Clinic of Infectious Diseases, University of Bari, University Hospital Policlinico, Bari, Italy.
J Med Virol. 2020 Dec;92(12):3271-3278. doi: 10.1002/jmv.26246. Epub 2020 Jul 11.
HIV-1 V2 domain binds α4β7, which assists lymphocyte homing to gut-associated lymphoid tissue. This triggers bacterial translocation, thus contributing to immune activation. We investigated whether variability of V2 binding site could influence plasma levels of lipopolysaccharide (LPS) and soluble cluster of differentiation 14 (sCD14), markers of microbial translocation/immune activation. HIV gp120 sequences from antiretroviral naïve patients were analyzed for V2 tripeptide composition, length, net charge, and potential N-linked-glycosylation sites. LPS and sCD14 plasma levels were quantified. Clinical/immuno-virologic data were retrieved. Overall, 174 subjects were enrolled, 8% with acute infection, 71% harboring a subtype B. LDV was detected in 41% and LDI in 27%. No difference was observed between levels of LPS or sCD14 according to different mimotopes or according to other sequence characteristics. By multivariable analysis, only acute infection was significantly associated with higher sCD14 levels. In conclusion, no association was observed between V2 tripeptide composition and extent of bacterial translocation/immune activation.

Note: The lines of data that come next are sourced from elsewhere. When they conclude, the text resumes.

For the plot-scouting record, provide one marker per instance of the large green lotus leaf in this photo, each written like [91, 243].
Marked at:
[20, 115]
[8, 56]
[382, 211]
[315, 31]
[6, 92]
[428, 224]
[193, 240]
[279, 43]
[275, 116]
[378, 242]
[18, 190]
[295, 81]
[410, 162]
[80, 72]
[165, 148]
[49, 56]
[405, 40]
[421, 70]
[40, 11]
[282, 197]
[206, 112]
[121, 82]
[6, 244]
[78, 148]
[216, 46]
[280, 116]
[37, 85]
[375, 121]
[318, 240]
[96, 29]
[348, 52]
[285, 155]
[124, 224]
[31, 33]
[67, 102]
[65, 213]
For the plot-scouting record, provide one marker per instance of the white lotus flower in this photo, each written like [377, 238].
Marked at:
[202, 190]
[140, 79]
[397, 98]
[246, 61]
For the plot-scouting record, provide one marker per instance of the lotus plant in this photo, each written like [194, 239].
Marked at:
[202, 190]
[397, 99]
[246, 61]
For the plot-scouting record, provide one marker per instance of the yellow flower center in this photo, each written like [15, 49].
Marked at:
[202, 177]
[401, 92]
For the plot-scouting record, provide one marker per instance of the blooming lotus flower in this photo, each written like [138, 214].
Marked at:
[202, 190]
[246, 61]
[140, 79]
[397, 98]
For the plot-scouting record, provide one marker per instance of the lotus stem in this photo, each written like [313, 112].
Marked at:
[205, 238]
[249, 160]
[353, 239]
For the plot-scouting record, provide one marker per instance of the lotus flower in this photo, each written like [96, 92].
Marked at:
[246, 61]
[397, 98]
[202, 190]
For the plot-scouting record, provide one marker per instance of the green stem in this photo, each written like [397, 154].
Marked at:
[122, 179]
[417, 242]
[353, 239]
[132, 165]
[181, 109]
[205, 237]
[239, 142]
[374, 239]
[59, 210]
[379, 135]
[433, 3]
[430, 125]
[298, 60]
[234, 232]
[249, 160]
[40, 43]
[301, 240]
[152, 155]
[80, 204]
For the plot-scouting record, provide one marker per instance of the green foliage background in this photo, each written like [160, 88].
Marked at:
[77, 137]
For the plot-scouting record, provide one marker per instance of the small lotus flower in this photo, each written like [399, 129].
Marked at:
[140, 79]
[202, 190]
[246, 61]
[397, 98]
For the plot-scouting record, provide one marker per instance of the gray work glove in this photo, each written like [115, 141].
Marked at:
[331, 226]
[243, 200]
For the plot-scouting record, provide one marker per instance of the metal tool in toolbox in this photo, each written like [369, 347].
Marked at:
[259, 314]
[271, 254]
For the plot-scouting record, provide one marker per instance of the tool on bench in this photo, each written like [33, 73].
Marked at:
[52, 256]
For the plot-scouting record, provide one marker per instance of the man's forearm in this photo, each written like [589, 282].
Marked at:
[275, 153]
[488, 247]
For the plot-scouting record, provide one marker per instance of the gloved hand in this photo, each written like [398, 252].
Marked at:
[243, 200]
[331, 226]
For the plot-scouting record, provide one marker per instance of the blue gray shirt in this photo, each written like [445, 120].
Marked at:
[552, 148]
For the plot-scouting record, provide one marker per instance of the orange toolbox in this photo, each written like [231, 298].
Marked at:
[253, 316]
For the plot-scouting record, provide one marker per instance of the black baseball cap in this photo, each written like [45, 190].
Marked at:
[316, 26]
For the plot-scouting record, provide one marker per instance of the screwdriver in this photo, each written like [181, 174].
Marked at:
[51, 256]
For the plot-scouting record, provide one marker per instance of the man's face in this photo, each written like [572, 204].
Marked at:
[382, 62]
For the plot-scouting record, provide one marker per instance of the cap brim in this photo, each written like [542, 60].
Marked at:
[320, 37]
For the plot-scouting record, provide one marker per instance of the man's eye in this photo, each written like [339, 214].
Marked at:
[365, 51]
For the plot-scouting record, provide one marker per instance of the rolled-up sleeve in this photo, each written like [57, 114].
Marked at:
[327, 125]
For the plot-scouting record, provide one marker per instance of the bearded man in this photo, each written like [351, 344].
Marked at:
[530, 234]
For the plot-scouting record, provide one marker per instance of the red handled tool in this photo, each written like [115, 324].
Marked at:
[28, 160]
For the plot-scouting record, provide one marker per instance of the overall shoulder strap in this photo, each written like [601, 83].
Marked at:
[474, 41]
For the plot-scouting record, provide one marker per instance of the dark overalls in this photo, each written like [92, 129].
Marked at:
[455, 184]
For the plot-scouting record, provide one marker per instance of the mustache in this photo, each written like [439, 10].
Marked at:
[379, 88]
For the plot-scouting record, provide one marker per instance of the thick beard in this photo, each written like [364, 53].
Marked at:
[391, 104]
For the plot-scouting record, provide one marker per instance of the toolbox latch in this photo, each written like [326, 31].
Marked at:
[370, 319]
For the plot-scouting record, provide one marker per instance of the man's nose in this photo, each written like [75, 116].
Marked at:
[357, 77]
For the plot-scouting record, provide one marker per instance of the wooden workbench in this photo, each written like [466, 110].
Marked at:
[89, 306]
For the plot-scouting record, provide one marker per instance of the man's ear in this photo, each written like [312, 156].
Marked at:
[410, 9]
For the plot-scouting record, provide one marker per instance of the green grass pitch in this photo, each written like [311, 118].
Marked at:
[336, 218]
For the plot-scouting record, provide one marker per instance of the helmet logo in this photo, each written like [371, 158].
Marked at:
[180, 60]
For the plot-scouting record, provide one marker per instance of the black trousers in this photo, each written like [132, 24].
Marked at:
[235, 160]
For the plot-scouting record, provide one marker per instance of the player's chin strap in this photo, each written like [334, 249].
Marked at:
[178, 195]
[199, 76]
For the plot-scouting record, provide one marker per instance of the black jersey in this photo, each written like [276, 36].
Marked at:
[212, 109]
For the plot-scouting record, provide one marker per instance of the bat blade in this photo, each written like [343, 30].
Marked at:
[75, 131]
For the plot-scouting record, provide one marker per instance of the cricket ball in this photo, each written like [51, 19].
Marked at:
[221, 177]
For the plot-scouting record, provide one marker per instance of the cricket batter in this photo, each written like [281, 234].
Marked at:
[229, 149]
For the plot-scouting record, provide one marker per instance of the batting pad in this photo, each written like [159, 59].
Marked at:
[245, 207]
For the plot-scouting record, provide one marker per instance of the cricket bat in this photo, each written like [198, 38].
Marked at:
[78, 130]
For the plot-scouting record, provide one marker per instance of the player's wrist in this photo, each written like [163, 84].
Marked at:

HIV-1 V2 结构域与 α4β7 结合,协助淋巴细胞归巢至肠道相关淋巴组织。这会引发细菌易位,从而导致免疫激活。我们研究了 V2 结合位点的变异性是否会影响脂多糖(LPS)和可溶性分化簇 14(sCD14)的血浆水平,这些标志物可反映微生物易位/免疫激活。对接受抗逆转录病毒治疗的初治患者的 HIV gp120 序列进行 V2 三肽组成、长度、净电荷和潜在 N-糖基化位点分析。定量检测 LPS 和 sCD14 的血浆水平,并检索临床/免疫病毒学数据。总体而言,共纳入 174 例患者,8%为急性感染,71%携带 B 亚型。41%的患者检测到 LDV,27%的患者检测到 LDI。不同模拟表位或其他序列特征之间,LPS 或 sCD14 的水平没有差异。多变量分析显示,只有急性感染与 sCD14 水平升高显著相关。总之,V2 三肽组成与细菌易位/免疫激活的程度之间没有关联。